Although WikiLeaks has shrunk substantially during the 20 months of Mr. Assange’s legal battle in Britain, losing many of its most skilled computer experts along with several of Mr. Assange’s closest associates in building the organization, it has continued to issue statements about his plight.
On Thursday, ahead of the Ecuadorean decision, it issued a new, unsigned statement describing Britain’s warning that it might suspend the embassy’s immunity as part of an action to arrest Mr. Assange as a “resort to intimidation” and a breach of the Vienna Convention governing diplomatic relations between states.

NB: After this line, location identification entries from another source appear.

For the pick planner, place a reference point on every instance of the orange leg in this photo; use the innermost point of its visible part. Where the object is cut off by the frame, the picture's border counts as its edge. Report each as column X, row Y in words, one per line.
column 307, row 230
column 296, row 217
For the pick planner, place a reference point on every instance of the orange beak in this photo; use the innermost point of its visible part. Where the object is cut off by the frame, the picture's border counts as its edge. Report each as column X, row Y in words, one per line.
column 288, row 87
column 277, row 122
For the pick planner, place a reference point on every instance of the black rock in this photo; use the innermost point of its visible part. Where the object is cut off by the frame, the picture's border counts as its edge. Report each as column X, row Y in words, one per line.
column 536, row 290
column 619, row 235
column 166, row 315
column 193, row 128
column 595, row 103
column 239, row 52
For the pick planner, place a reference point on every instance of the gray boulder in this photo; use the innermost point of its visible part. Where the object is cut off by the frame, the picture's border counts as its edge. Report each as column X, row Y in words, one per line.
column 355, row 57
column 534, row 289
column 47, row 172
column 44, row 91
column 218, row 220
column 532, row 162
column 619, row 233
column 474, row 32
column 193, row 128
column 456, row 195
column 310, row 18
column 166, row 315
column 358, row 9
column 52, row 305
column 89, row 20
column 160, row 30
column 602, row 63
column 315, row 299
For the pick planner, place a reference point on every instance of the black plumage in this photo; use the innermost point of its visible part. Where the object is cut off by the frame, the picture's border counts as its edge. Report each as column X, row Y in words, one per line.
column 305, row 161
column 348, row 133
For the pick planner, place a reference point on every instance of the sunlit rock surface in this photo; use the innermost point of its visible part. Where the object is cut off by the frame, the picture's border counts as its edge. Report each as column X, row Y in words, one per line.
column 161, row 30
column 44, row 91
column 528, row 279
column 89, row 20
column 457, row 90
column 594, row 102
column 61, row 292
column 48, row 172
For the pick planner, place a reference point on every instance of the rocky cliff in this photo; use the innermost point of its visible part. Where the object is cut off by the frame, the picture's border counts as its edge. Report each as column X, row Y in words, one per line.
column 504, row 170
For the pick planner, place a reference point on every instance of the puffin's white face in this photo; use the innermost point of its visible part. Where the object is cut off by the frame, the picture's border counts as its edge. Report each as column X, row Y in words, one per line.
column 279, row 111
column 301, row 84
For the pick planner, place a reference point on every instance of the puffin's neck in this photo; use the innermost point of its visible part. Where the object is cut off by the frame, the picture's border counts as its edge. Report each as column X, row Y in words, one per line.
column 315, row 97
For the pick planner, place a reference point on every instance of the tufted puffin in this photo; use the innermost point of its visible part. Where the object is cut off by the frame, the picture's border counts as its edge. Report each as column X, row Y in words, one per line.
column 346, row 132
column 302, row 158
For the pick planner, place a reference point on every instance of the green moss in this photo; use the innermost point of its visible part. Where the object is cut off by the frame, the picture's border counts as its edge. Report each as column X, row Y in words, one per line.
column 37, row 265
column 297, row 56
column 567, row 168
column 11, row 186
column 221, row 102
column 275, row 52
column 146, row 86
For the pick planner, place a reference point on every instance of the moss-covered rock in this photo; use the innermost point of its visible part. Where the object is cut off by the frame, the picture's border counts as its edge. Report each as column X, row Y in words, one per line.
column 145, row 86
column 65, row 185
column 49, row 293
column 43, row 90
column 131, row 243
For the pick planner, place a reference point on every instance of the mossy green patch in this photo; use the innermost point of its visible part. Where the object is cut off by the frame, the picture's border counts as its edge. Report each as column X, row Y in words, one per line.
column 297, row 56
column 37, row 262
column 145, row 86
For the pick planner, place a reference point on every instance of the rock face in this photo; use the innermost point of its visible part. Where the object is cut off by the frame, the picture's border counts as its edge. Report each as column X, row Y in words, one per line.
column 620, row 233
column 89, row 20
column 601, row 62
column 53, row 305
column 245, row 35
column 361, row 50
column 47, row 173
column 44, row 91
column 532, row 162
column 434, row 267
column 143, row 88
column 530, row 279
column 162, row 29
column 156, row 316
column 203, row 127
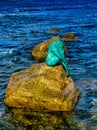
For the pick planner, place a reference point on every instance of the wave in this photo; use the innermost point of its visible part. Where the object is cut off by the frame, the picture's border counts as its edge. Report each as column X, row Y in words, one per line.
column 6, row 51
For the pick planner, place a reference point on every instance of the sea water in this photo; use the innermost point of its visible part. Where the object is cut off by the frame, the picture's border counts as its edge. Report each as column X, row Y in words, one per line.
column 22, row 26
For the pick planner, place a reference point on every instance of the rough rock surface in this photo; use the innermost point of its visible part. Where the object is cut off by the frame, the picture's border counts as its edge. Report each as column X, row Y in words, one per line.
column 41, row 88
column 39, row 52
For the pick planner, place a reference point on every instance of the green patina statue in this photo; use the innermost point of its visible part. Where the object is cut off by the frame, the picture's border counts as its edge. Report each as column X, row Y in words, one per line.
column 56, row 54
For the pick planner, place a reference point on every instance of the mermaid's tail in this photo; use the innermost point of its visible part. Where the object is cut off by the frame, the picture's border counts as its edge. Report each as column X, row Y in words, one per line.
column 65, row 65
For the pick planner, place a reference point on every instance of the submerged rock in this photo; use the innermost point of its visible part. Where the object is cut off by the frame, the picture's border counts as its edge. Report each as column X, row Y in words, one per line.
column 70, row 37
column 39, row 52
column 41, row 88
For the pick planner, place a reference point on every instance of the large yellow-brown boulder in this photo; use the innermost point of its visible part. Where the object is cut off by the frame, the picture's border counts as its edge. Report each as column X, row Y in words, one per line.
column 39, row 52
column 41, row 88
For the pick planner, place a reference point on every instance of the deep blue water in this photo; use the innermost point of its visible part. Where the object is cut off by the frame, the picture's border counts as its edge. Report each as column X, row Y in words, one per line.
column 22, row 26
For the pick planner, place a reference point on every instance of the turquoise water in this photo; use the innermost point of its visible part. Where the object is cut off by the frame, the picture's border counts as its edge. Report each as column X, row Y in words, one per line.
column 23, row 25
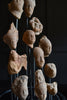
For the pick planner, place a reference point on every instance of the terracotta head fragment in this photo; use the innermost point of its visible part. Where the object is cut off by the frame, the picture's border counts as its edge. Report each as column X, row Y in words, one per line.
column 16, row 8
column 29, row 6
column 46, row 45
column 36, row 25
column 16, row 62
column 39, row 57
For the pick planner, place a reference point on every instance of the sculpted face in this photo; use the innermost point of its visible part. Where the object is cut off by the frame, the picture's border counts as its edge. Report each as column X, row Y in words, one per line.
column 29, row 7
column 16, row 62
column 50, row 70
column 46, row 45
column 36, row 25
column 39, row 77
column 19, row 87
column 39, row 57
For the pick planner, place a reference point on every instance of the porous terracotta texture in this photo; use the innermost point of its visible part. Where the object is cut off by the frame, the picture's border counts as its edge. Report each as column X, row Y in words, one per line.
column 29, row 38
column 36, row 25
column 29, row 6
column 50, row 70
column 11, row 38
column 16, row 8
column 20, row 88
column 52, row 88
column 16, row 62
column 46, row 45
column 40, row 85
column 39, row 57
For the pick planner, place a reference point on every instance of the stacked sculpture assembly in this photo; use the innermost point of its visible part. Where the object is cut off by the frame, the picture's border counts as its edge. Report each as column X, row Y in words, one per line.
column 16, row 62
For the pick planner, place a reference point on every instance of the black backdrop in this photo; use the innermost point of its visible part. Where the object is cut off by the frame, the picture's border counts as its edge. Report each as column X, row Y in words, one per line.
column 53, row 15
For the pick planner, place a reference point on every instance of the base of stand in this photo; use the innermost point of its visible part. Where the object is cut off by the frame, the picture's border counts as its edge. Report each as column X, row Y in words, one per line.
column 6, row 96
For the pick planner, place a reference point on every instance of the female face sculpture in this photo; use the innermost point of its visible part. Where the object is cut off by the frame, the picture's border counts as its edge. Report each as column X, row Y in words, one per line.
column 16, row 62
column 19, row 87
column 39, row 57
column 11, row 38
column 36, row 25
column 29, row 6
column 46, row 45
column 40, row 85
column 50, row 70
column 16, row 8
column 29, row 38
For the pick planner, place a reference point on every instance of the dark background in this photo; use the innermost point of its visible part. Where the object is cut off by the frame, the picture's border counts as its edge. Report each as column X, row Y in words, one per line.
column 53, row 15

“We remind the public that these extraordinary actions are being taken to detain a man who has not been charged with any crime in any country,” the statement said. It added: “We further urge the U.K. government to show restraint, and to consider the dire ramifications of any violation of the elementary norms of international law.”
It struck many as odd that Mr. Assange, who shot to fame as a fighter for media freedom, chose Ecuador as a potential refuge. Mr. Correa has presided over a crackdown on journalists there.
But when Mr. Assange arrived at the embassy, he issued a statement saying that Mr. Correa had invited him to seek asylum in Ecuador during an interview for Mr. Assange’s TV show on Russia Today, an English-language cable channel financed by the government of Vladimir V. Putin.
William Neuman reported from Caracas, and Maggy Ayala from Quito, Ecuador. John F. Burns, Ravi Somaiya and Alan Cowell contributed reporting from London.